Orientation Selective 2D-SIFTER Experiments at X-Band Frequencies

Frequency-correlated 2D SIFTER with broadband pulses at X-band frequencies can be used to determine the inter-spin distance and relative orientation of nitroxide moieties in macromolecules when the flexibility of the spin-labels is restricted. At X-band frequencies the EPR spectrum of nitroxides is governed by the strongly anisotropic nitrogen hyperfine coupling. For rigid spin-labels, where the orientation of the inter-connecting vector R correlates to the relative orientations of the nitroxide labels, the dipolar oscillation frequency varies over the EPR spectral line shape. Broadband shaped pulses allow excitation of the complete nitroxide EPR spectra. In this case, Fourier transform of the echo signal gives both fast and direct access to the orientation dependent dipole coupling. This allows determination of not only the inter-spin distance R, but also their mutual orientation.
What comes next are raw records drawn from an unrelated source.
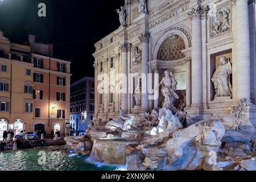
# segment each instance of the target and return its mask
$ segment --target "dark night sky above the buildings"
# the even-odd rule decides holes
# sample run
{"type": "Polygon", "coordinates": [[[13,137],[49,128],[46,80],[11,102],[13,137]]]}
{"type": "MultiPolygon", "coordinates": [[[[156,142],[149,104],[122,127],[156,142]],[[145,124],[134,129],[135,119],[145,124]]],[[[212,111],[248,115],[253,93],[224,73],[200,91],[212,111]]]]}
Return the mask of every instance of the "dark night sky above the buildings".
{"type": "Polygon", "coordinates": [[[54,44],[53,55],[72,60],[72,82],[94,76],[92,53],[96,43],[119,27],[116,9],[123,0],[3,0],[0,30],[11,42],[27,35],[54,44]],[[38,4],[46,3],[47,17],[39,18],[38,4]]]}

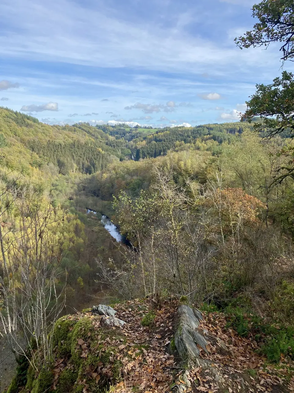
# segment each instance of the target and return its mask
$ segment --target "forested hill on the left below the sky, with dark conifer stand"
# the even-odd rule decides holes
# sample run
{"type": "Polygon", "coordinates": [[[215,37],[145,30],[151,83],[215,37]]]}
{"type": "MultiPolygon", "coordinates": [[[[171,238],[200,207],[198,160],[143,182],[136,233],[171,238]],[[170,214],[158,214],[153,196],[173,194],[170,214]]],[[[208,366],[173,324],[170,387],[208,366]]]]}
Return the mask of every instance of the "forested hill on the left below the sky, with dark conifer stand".
{"type": "Polygon", "coordinates": [[[23,174],[48,164],[62,174],[93,173],[131,154],[127,141],[96,127],[47,125],[8,108],[0,108],[0,147],[2,165],[23,174]]]}

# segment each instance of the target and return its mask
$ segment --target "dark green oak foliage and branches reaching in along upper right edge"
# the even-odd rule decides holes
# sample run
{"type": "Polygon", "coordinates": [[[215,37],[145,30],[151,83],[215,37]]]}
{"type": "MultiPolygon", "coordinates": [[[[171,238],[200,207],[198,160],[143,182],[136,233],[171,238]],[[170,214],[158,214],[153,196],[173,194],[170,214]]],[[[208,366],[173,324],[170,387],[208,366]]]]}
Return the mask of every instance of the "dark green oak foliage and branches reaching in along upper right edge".
{"type": "MultiPolygon", "coordinates": [[[[252,15],[260,20],[252,31],[245,36],[235,39],[237,46],[266,47],[270,42],[282,42],[280,48],[283,63],[294,58],[294,3],[292,0],[263,0],[252,8],[252,15]]],[[[246,101],[247,110],[242,120],[252,121],[259,116],[261,121],[254,122],[256,131],[265,131],[266,136],[276,134],[291,134],[294,129],[294,75],[284,71],[281,77],[274,79],[272,84],[256,84],[256,93],[246,101]]],[[[292,135],[291,135],[292,136],[292,135]]],[[[292,147],[284,149],[281,154],[289,156],[287,165],[277,171],[278,182],[282,182],[289,175],[294,178],[292,147]]]]}

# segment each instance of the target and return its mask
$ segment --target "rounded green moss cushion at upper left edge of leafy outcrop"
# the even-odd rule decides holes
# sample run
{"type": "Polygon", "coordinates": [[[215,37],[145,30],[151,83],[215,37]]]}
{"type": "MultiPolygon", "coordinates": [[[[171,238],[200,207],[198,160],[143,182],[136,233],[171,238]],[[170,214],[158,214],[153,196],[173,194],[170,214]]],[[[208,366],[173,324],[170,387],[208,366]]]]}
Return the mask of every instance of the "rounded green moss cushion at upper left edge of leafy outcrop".
{"type": "Polygon", "coordinates": [[[71,353],[71,329],[76,321],[67,316],[56,321],[53,331],[53,345],[58,345],[58,355],[67,356],[71,353]]]}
Here, we show the application of the frequency-correlated 2D SIFTER experiment with broadband pulses to a bis-nitroxide model compound and to a double stranded DNA sample. In both molecules, there is restricted internal mobility of the two spin-labels. The experimental results are compared to orientation selective pulsed electron double resonance (PELDOR) experiments and simulations based on a simple geometrical model or MD simulations describing the conformational flexibility of the molecules. Fourier transformation of the SIFTER echo signal yields orientation selective dipolar time traces over the complete EPR-spectral range. This leads to an improved frequency resolution and either to a reduced experimental measurement time or a larger span of frequency offsets measured compared to orientation selective PELDOR experiments. The experimental potential and limitations of the 2D SIFTER method for samples containing rigid spin-labels will be discussed.